On s’assure, en envoyant du monde au bois, de la partie où se retire le gibier ; cela s’appelle coucher les ramiers. Cette précaution prise, une bande nombreuse se rassemble le soir, à environ neuf heures, et s’achemine vers la forêt, portant des bassins ou ustensiles de cuivre, dont le choc est propre à produire beaucoup de bruit ; d’autres chasseurs, au nombre de sept ou huit, s’arment de fusils ; on se munit aussi d’une lanterne. La troupe, arrivée à la forêt, commence le tintamarre, afin que les pigeons, entendant ce bruit venir de loin, s’y habituent, et ne s’en épouvantent pas assez pour s’enfuir à mesure qu’il approchera. Parvenus ainsi sous les arbres indiqués pour leur retraite, on allume du feu, afin de les découvrir parmi les branches, et on les tire, le charivari continuant toujours, sans que le bruit du fusil fasse d’autre effet que de les faire changer de branche. Belon attribue le succès de cette chasse à la stupeur que le charivari inspire à ces pauvres oiseaux, qui s’épouvantent si fort, dit-il, qu’ils ont peur et n’osent partir ; par quoi les arbalétriers qui sont au dessous les tirent, etc.

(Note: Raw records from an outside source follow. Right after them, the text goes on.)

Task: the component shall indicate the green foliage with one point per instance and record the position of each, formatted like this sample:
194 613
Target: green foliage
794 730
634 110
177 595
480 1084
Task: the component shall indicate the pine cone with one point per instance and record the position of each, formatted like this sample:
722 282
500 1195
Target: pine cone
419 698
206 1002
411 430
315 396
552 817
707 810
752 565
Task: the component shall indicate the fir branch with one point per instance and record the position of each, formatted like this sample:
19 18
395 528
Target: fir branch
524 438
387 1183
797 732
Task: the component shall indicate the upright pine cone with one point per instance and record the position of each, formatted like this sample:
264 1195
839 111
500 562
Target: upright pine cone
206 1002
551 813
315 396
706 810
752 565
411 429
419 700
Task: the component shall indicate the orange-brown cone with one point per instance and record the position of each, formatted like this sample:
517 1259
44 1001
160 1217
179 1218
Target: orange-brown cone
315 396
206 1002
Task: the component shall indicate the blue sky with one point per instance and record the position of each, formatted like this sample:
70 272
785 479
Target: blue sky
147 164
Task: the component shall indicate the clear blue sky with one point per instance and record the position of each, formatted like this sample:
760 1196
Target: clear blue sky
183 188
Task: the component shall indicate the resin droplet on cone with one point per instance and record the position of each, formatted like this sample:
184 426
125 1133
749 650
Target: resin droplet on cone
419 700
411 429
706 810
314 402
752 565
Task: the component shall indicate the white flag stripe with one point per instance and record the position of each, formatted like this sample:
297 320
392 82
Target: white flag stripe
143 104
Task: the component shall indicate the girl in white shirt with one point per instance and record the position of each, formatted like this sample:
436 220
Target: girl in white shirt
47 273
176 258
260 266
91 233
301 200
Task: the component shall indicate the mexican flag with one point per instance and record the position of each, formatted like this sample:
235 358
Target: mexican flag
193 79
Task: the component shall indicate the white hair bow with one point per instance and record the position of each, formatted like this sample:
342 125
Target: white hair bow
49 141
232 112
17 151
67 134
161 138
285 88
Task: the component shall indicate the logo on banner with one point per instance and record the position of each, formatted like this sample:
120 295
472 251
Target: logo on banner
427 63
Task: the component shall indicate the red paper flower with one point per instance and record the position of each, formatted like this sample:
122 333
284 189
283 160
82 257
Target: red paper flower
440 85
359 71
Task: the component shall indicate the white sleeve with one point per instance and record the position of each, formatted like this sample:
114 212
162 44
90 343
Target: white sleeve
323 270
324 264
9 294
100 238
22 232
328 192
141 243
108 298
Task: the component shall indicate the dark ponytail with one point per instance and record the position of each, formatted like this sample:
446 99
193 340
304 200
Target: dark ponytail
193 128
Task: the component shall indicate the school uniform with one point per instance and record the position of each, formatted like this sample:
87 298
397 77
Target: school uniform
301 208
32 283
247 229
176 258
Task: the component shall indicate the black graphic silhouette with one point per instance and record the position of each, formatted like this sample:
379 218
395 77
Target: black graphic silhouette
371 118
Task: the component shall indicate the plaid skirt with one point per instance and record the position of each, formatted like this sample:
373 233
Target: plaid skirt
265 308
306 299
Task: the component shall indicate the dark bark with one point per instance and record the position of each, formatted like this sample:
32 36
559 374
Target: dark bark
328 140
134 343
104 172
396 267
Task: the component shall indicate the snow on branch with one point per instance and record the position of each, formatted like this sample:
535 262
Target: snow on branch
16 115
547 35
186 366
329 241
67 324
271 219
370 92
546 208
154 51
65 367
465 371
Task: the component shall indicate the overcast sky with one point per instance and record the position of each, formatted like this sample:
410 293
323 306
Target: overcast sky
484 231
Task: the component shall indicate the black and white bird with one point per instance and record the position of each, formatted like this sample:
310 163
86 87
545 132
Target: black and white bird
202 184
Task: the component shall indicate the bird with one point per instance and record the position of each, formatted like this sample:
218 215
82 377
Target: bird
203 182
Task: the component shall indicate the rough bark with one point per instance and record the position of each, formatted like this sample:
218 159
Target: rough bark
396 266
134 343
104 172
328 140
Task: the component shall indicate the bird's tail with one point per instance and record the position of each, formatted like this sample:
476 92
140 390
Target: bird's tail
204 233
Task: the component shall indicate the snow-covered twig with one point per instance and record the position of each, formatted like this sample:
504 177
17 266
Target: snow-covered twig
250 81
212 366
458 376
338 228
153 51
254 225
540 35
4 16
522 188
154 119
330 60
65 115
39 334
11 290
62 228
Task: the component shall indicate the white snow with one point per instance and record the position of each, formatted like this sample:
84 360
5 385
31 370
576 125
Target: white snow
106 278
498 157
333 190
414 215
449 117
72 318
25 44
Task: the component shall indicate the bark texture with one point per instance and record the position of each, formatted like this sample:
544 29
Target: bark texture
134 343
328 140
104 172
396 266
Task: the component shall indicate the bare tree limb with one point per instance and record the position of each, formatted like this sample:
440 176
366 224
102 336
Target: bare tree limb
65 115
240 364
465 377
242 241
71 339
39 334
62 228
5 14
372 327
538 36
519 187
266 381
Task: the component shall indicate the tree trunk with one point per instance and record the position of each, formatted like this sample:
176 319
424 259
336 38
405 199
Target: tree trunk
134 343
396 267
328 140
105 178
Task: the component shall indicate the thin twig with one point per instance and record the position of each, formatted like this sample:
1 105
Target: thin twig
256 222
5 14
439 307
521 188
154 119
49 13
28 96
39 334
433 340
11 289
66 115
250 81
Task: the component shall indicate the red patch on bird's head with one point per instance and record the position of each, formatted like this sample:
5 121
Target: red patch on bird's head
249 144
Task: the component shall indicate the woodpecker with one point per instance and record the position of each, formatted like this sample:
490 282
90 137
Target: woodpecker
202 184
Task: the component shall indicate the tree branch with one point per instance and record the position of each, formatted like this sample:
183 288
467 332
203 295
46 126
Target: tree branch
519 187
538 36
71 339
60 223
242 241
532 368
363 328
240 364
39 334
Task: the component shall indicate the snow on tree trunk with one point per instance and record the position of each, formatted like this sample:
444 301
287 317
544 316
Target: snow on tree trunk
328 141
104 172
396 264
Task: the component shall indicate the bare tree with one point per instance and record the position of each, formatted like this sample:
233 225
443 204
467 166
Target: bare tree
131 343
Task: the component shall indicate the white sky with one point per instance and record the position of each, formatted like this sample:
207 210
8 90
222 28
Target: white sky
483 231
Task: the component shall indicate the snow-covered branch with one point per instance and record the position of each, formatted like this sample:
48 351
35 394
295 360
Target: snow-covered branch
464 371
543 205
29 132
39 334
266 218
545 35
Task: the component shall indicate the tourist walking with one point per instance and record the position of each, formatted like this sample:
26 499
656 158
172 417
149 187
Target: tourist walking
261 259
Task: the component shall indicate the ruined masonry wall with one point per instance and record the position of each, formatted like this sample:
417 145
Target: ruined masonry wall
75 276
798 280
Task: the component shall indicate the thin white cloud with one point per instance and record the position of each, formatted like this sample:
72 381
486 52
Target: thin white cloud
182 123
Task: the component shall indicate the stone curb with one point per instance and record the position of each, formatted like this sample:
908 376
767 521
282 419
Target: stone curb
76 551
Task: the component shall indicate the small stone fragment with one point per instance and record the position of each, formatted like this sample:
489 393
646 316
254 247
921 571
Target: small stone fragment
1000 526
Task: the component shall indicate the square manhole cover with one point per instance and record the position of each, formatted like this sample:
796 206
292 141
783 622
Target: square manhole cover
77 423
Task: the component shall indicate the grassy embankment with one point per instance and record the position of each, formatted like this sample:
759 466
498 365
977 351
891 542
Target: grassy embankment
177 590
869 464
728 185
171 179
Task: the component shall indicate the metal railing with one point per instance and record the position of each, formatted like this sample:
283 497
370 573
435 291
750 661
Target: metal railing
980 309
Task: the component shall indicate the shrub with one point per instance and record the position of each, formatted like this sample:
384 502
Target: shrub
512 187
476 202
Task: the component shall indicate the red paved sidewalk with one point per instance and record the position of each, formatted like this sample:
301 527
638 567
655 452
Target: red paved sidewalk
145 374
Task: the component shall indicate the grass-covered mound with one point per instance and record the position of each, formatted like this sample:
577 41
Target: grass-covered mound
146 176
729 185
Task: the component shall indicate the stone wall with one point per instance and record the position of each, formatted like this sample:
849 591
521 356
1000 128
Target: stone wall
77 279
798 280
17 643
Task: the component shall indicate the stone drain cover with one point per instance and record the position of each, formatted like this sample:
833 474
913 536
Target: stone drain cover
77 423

La chasse qui se fait dans les gorges des Pyrénées, lors du passage des ramiers à l’automne, et de leur retour au printemps, exige un grand appareil. Comme c’est une pratique locale, et fondée sur les circonstances particulières à ces contrées du passage des oiseaux et de la disposition des localités, je me contenterai d’indiquer ici les principales dispositions nécessaires pour y réussir. On commence par préparer au fond des gorges des arbres élevés, entre lesquels on puisse tendre d’immenses filets, au moyen d’anneaux ou de poulies, comme les pantières aux bécasses. Des huttes ou cabanes cachent les hommes, qui lâchent à propos les filets ; d’autres cabanes, élevées sur de grandes perches ou sur des arbres très-hauts, recèlent d’autres chasseurs, qui, armés de certaines palettes de bois blanchi, faites à peu firès comme un battoir de blanchisseuse, lancent en l’air ces instrumens, qui semblent aux pigeons des oiseaux de proie, et les font donner dans les filets ; d’autres emploient des flèches garnies de plumes d’oiseaux de proie, et les lancent avec un arc ou arbalète, parmi les bandes de ramiers, pour éviter de se jucher au haut d’un arbre. (S.)